Corporate Advantages
There are many advantages to doing business as a corporation. If a corporation is properly organized and maintained, shareholders have no liability for corporate debts and lawsuits, and officers and directors usually have no personal liability for their corporate acts. The existence of a corporation may be perpetual, unlike a sole proprietorship or partnership. There are also tax advantages allowed only to corporations.




For example, in a corporation, not all amounts paid out to employees are subject to self-employment tax—only salaries are subject to this tax. Other amounts distributed, as dividends, for example, are not subject to self-employment tax (assuming the tax authorities do not exercise their right to re-characterize income). In a sole proprietorship, partnership or LLC, generally all amounts paid out to employees, whether salary or not, will be subject to self-employment tax.
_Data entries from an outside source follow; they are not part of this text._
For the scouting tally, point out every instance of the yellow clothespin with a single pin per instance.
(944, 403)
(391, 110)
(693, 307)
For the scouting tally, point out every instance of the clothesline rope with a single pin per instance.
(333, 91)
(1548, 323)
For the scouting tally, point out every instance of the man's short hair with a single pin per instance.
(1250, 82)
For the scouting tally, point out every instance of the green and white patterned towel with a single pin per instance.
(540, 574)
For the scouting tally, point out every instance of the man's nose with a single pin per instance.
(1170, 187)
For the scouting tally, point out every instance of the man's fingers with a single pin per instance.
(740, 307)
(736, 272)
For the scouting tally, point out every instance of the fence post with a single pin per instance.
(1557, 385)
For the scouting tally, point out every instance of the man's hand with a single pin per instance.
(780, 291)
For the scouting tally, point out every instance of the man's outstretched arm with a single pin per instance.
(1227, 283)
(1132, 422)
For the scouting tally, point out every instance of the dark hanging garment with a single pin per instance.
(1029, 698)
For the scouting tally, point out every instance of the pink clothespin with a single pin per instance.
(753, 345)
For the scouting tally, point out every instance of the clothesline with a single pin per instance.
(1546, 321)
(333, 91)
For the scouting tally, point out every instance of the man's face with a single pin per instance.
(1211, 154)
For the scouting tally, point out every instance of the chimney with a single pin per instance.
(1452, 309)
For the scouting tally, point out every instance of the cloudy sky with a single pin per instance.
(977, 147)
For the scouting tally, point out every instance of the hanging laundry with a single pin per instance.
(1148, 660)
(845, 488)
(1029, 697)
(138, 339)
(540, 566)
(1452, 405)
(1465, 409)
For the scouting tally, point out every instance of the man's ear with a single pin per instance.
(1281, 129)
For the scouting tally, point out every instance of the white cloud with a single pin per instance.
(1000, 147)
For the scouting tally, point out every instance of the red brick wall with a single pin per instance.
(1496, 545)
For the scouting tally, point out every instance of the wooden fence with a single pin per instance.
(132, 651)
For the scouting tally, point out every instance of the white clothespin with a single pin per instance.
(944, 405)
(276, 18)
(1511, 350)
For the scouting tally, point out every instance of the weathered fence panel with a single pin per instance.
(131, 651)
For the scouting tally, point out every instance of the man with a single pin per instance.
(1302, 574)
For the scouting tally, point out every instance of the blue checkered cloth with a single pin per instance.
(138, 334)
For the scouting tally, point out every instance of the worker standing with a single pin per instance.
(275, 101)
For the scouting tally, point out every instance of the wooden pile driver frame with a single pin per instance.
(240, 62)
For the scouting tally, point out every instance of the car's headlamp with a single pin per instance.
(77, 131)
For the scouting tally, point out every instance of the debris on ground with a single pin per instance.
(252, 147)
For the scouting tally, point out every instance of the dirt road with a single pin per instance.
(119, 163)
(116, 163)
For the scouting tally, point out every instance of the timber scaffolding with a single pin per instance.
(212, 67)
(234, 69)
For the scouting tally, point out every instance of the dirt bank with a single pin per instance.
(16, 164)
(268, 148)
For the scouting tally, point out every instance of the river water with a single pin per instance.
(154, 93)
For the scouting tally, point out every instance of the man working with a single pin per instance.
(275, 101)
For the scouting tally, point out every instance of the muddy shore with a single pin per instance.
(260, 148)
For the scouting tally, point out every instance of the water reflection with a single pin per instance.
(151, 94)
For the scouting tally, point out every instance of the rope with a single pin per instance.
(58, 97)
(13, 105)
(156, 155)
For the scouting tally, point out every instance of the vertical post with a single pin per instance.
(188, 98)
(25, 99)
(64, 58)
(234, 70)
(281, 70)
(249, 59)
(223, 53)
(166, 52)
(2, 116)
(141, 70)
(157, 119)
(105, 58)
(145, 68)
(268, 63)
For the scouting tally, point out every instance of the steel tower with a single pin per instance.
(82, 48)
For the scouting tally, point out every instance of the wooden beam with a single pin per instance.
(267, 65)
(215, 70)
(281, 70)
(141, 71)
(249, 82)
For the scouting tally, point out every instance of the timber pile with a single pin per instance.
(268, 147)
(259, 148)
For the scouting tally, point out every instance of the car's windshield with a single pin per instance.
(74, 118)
There may be prestige in owning a corporation; capital may be raised by issuing stock; and it is easy to transfer ownership upon death. A small corporation can be set up as an S corporation to avoid corporate taxes but still retain corporate advantages. Some types of businesses can be created as non-profit corporations that provide significant tax savings.

Corporate Disadvantages
There are also disadvantages to the corporate structure. There are start-up costs for forming a corporation, and there are certain formal actions that are required such as annual meetings, maintaining separate bank accounts and filing tax forms. Unless a corporation registers as an S corporation it must pay federal income tax separate from the
tax paid by the owners, and may pay more than the minimum state income tax.